Il 17 marzo 1808 si proclamò la legge che fondò l’Università Imperiale, costituita da Accademie che controllavano le facoltà, i licei, i collegi, gli istituti e le scuole elementari. Il sistema scolastico era vigilato da un “grand maître”, le Accademie erano governate da un rettore e gli impiegati dei licei, tranne i professori, avevano una vita celibe. Anche se fallì, il progetto di Napoleone prevedeva di rendere ancora più centralizzato e gerarchico il sistema scolastico. I suoi obiettivi erano controllare i contenuti dell’insegnamento e garantire la sopravvivenza delle scuole pubbliche e private.

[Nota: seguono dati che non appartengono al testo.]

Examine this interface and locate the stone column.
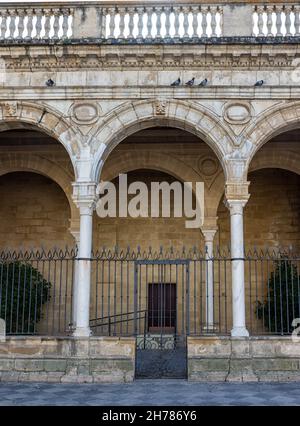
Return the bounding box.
[73,183,96,337]
[201,229,217,332]
[226,199,249,337]
[69,223,80,329]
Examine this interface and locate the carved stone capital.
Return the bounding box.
[201,228,217,243]
[225,182,250,208]
[72,182,98,215]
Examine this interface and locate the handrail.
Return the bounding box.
[90,309,148,336]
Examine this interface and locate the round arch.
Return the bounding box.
[248,150,300,175]
[103,151,225,217]
[0,154,79,221]
[245,101,300,170]
[92,101,234,181]
[0,101,81,178]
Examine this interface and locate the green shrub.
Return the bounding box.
[255,259,300,334]
[0,261,51,334]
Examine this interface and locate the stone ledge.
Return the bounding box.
[0,336,135,383]
[187,336,300,382]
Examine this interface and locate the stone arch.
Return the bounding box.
[248,150,300,175]
[0,154,79,221]
[0,101,81,178]
[244,101,300,169]
[92,100,234,181]
[104,151,201,181]
[103,151,225,221]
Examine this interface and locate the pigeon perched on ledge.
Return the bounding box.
[185,77,195,87]
[198,78,208,87]
[46,78,55,87]
[254,80,264,87]
[171,78,181,87]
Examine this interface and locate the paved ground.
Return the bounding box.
[0,380,300,406]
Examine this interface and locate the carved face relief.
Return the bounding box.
[155,101,167,115]
[223,101,252,125]
[3,102,18,117]
[198,157,218,176]
[71,102,101,125]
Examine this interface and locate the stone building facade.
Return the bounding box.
[0,0,300,377]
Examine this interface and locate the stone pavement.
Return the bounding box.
[0,380,300,406]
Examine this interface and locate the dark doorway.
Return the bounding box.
[148,283,176,333]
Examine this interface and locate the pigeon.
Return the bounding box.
[254,80,264,87]
[185,77,195,87]
[46,78,55,87]
[199,78,208,87]
[171,78,181,86]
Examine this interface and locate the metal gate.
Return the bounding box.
[134,259,190,378]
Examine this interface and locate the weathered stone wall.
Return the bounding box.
[216,169,300,252]
[0,172,74,250]
[187,336,300,382]
[0,337,135,383]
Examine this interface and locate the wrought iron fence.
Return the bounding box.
[0,248,300,336]
[0,250,76,335]
[245,250,300,335]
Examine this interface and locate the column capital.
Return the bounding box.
[224,182,250,211]
[201,228,218,243]
[72,182,98,214]
[224,199,248,214]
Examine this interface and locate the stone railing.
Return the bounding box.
[253,4,300,37]
[101,4,222,40]
[0,0,300,43]
[0,4,73,40]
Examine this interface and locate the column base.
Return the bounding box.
[73,327,92,337]
[231,327,249,337]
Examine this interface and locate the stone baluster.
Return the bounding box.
[294,5,300,36]
[192,6,199,38]
[146,7,153,38]
[164,7,172,38]
[16,9,25,40]
[53,9,61,40]
[201,7,208,37]
[137,7,145,40]
[128,7,135,38]
[43,9,52,40]
[266,5,274,37]
[118,7,126,39]
[34,9,43,39]
[257,6,265,37]
[284,6,292,37]
[217,7,223,35]
[155,7,162,38]
[276,6,282,36]
[25,9,33,41]
[0,10,8,40]
[107,7,116,38]
[182,7,190,38]
[173,6,181,38]
[62,9,70,39]
[8,9,17,39]
[210,6,217,37]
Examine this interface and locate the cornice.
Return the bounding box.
[0,86,300,102]
[0,44,300,71]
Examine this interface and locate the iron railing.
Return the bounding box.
[0,248,300,340]
[0,250,76,335]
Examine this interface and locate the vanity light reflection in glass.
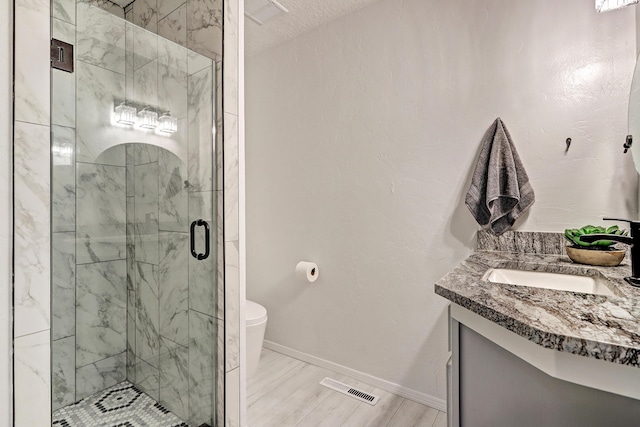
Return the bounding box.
[158,111,178,133]
[115,102,138,125]
[138,107,158,129]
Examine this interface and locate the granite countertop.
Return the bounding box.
[435,251,640,367]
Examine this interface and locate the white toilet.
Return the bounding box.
[245,300,267,378]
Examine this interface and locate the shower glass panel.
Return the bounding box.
[51,2,223,426]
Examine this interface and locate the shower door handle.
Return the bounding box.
[191,219,211,260]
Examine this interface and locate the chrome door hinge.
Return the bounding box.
[51,39,73,73]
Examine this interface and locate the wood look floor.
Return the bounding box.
[247,348,447,427]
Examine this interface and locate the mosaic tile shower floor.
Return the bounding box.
[52,381,189,427]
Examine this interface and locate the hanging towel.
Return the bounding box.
[465,117,535,235]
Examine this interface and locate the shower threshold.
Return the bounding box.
[51,381,189,427]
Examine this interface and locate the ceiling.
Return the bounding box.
[244,0,377,55]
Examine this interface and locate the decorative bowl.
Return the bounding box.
[565,246,627,267]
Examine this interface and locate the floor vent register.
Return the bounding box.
[320,377,380,406]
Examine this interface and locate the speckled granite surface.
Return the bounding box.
[435,233,640,367]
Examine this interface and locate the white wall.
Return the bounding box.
[0,2,13,427]
[246,0,638,399]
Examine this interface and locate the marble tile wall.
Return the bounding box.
[125,0,223,60]
[14,0,239,426]
[120,22,223,425]
[51,1,76,411]
[13,0,51,426]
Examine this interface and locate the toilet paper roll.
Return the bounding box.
[296,261,319,283]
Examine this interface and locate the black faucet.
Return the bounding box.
[580,218,640,287]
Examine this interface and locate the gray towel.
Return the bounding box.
[465,117,535,235]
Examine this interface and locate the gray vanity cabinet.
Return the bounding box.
[447,308,640,427]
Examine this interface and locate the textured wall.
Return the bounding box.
[246,0,637,403]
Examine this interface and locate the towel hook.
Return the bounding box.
[622,135,633,154]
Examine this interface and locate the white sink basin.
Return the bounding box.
[482,268,615,296]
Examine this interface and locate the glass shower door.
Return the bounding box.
[51,2,222,426]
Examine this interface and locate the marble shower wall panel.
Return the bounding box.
[158,231,190,348]
[160,334,189,420]
[14,0,51,126]
[51,0,76,25]
[75,61,131,166]
[133,144,158,165]
[133,60,158,113]
[51,126,76,233]
[187,0,222,59]
[157,37,187,119]
[76,351,127,399]
[75,2,125,74]
[131,23,158,70]
[135,262,160,368]
[132,0,158,34]
[51,336,76,411]
[78,0,124,18]
[135,163,158,265]
[187,50,213,74]
[13,331,51,426]
[51,233,76,340]
[76,163,126,264]
[76,260,127,369]
[189,191,218,316]
[51,18,76,128]
[158,0,186,20]
[13,122,51,337]
[158,150,190,233]
[189,310,217,426]
[135,354,160,400]
[187,68,214,191]
[158,4,187,46]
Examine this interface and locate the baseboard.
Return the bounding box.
[263,340,447,412]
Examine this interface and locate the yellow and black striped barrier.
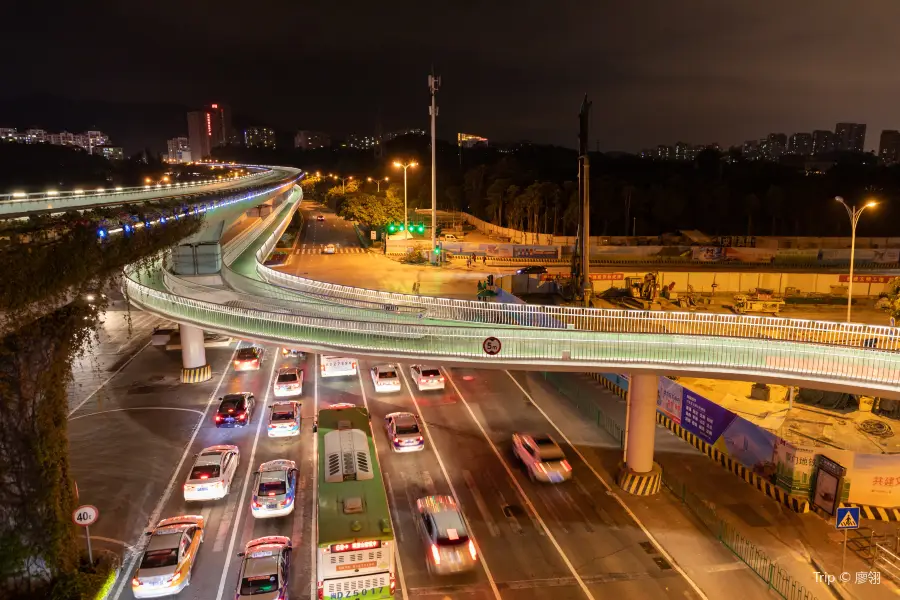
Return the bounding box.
[181,365,212,383]
[616,463,662,496]
[656,413,809,513]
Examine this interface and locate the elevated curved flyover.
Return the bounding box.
[0,165,292,219]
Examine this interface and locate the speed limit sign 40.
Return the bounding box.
[481,337,503,356]
[72,504,100,527]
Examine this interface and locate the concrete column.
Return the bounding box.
[178,324,212,383]
[617,373,662,496]
[625,373,659,473]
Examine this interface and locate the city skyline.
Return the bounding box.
[0,2,900,152]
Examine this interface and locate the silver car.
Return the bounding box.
[409,365,444,392]
[416,496,478,575]
[234,535,291,600]
[513,433,572,483]
[384,412,425,452]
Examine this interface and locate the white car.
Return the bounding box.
[184,444,241,502]
[409,365,444,392]
[250,459,297,519]
[513,433,572,483]
[371,365,400,392]
[274,367,303,398]
[384,412,425,452]
[268,402,300,437]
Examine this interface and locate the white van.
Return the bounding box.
[319,356,356,377]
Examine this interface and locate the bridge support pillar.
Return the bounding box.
[178,324,212,383]
[616,373,662,496]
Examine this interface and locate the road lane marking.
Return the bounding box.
[312,354,322,599]
[68,339,152,418]
[504,370,709,600]
[443,369,595,600]
[110,345,237,600]
[356,361,415,600]
[69,406,204,421]
[382,471,403,542]
[463,471,500,537]
[216,348,281,600]
[397,368,502,600]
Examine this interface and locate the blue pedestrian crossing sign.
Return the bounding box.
[834,506,859,531]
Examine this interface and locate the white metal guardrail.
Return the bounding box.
[257,263,900,352]
[125,270,900,396]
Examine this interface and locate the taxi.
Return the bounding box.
[131,515,206,598]
[250,459,297,519]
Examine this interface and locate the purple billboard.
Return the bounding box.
[681,388,736,444]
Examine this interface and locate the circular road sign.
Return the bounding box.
[72,504,100,527]
[481,337,503,356]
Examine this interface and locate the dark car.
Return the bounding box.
[516,265,547,275]
[215,392,256,427]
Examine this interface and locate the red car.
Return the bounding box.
[234,346,262,371]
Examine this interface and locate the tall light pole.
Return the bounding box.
[428,69,441,263]
[331,175,353,194]
[394,160,419,239]
[366,177,388,194]
[834,196,877,323]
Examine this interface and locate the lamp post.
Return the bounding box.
[394,160,419,238]
[366,177,388,194]
[331,175,353,195]
[834,196,877,323]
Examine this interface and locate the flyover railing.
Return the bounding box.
[125,264,900,393]
[257,261,900,352]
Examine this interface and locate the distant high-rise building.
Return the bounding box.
[834,123,866,152]
[813,129,834,156]
[878,129,900,165]
[456,133,488,148]
[244,127,275,150]
[788,133,813,156]
[166,137,191,163]
[294,131,331,150]
[188,104,234,160]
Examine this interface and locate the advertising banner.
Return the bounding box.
[849,454,900,506]
[725,248,775,263]
[838,275,894,283]
[716,418,781,480]
[513,246,558,258]
[872,249,900,263]
[681,389,737,444]
[775,438,816,496]
[656,375,684,425]
[691,246,725,262]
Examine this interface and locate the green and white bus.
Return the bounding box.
[316,405,396,600]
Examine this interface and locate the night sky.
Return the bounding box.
[0,0,900,151]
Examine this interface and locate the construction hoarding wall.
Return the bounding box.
[592,270,894,297]
[603,373,900,508]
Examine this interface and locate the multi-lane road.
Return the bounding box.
[63,199,764,600]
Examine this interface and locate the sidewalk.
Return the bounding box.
[529,373,900,600]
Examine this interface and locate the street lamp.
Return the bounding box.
[366,177,388,194]
[394,160,419,236]
[331,175,353,194]
[834,196,878,323]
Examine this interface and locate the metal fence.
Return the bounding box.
[257,264,900,352]
[125,270,900,392]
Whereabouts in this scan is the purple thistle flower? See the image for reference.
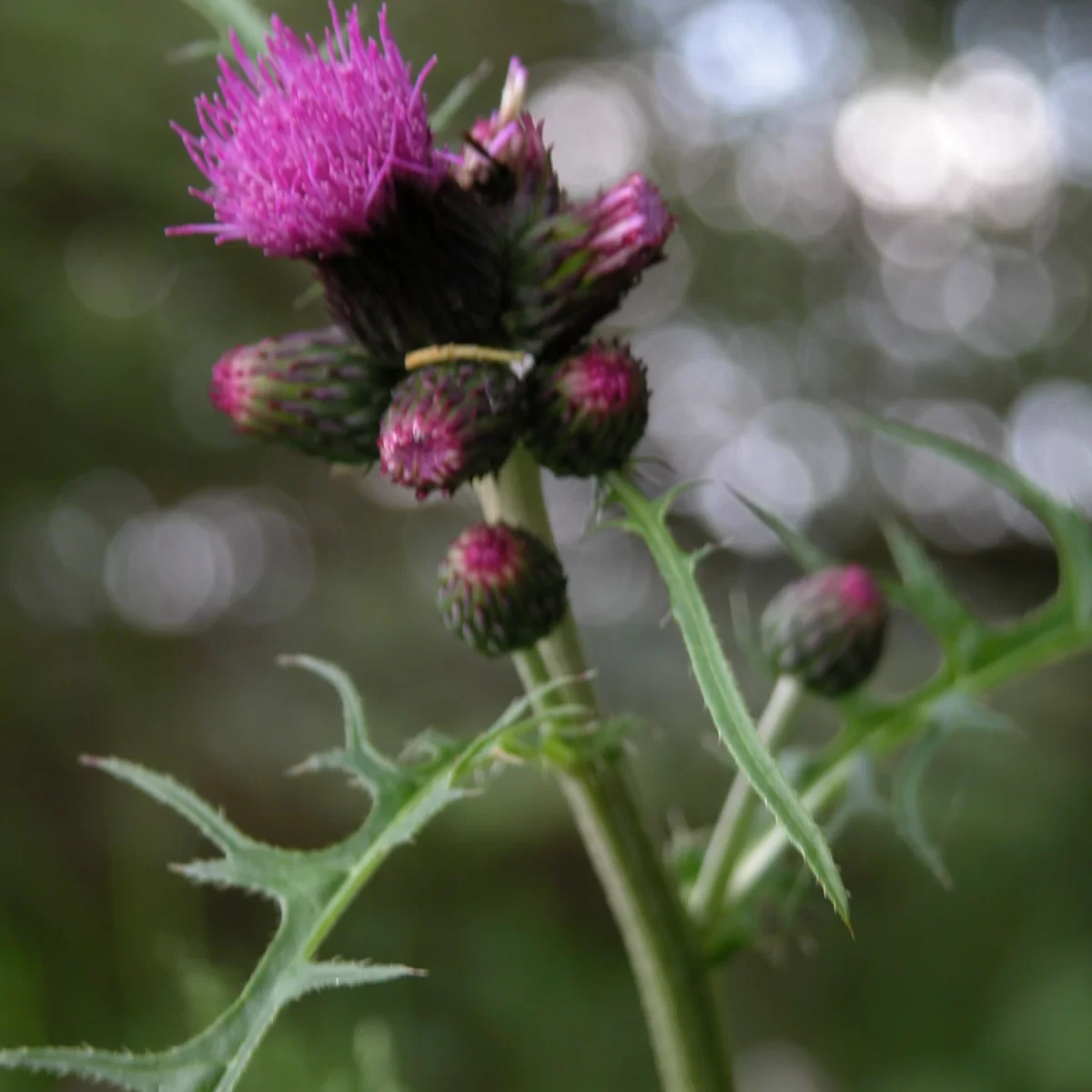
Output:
[168,0,450,258]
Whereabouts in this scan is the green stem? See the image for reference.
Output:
[690,675,802,925]
[477,449,733,1092]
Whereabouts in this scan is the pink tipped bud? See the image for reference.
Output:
[761,564,888,698]
[455,56,561,209]
[437,523,566,656]
[506,175,676,360]
[208,327,402,463]
[379,362,523,498]
[582,175,676,280]
[525,342,649,477]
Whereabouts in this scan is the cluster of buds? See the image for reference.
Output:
[761,564,888,698]
[171,5,675,651]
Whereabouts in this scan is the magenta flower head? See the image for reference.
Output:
[170,2,501,357]
[208,327,402,464]
[455,56,561,217]
[170,2,447,258]
[379,362,524,499]
[524,342,649,477]
[437,523,566,656]
[507,175,676,360]
[761,564,888,698]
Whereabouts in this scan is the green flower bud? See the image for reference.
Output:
[379,361,523,498]
[208,327,404,464]
[524,342,649,477]
[761,564,888,698]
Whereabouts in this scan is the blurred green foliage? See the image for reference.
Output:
[0,0,1092,1092]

Durante la Rivoluzione il bambino fu idealizzato, era il simbolo della purezza, dell’innocenza, della forza della Rivoluzione. Divenne la metafora dell’uomo nuovo, non corrotto dal passato. Questa idealizzazione fu un elemento centrale della filosofia della Rivoluzione. Il lavoro manuale e la fatica fisica erano concepiti come mezzi molto efficaci per fortificare la volontà, infatti il bambino facendo lavori faticosi sarebbe diventato un ottimo soldato. È proprio per questo che ai giovani venivano imposti esercizi fisici, ginnici e militari. Anche il modo di intendere l’assistenza all’infanzia cambiò, all’inizio si presero in considerazione i bambini abbandonati alla nascita nei brefotrofi, poi si cominciò a riconsiderare la pedagogia di Pestalozzi e l’importanza del legame affettivo tra madre e figlio. Siccome gli orfani non conoscevano l’idea di dovere e rischiavano di diventare cittadini inutili, era meglio inserirli in una famiglia nuova. Si pensava che solamente l’educazione familiare potesse garantire un’adeguata formazione morale, quindi bisognava prevenire l’abbandono e aiutare le famiglie povere. Il 18 agosto 1792 venne promulgata la legge sull’adozione, ma in pochi furono disposti ad adottare bambini abbandonati.
L’impero Napoleonico organizzò un sistema scolastico laico e statale con un sistema di istruzione molto articolato e innovativo. La legge del 1802 con cui Napoleone cambiò le scuole si concentrava solo all’istruzione secondaria e superiore, dato che le altre scuole erano apprezzate e non si sentiva il bisogno di cambiarle. I cambiamenti più evidenti riguardano l’istruzione secondaria, infatti vennero modificati i licei, eredi dei collegi. Per Napoleone i licei erano molto importanti, e in questi si studiavano le scienze esatte, la storia contemporanea, la geografia, lingue classiche e materie umanistiche. Quello che cambiò davvero fu l’organizzazione dei licei e un controllo più rigoroso sulla vita degli studenti.
Il 17 marzo 1808 si proclamò la legge che fondò l’Università Imperiale, costituita da Accademie che controllavano le facoltà, i licei, i collegi, gli istituti e le scuole elementari. Il sistema scolastico era vigilato da un “grand maître”, le Accademie erano governate da un rettore e gli impiegati dei licei, tranne i professori, avevano una vita celibe. Anche se fallì, il progetto di Napoleone prevedeva di rendere ancora più centralizzato e gerarchico il sistema scolastico. I suoi obiettivi erano controllare i contenuti dell’insegnamento e garantire la sopravvivenza delle scuole pubbliche e private.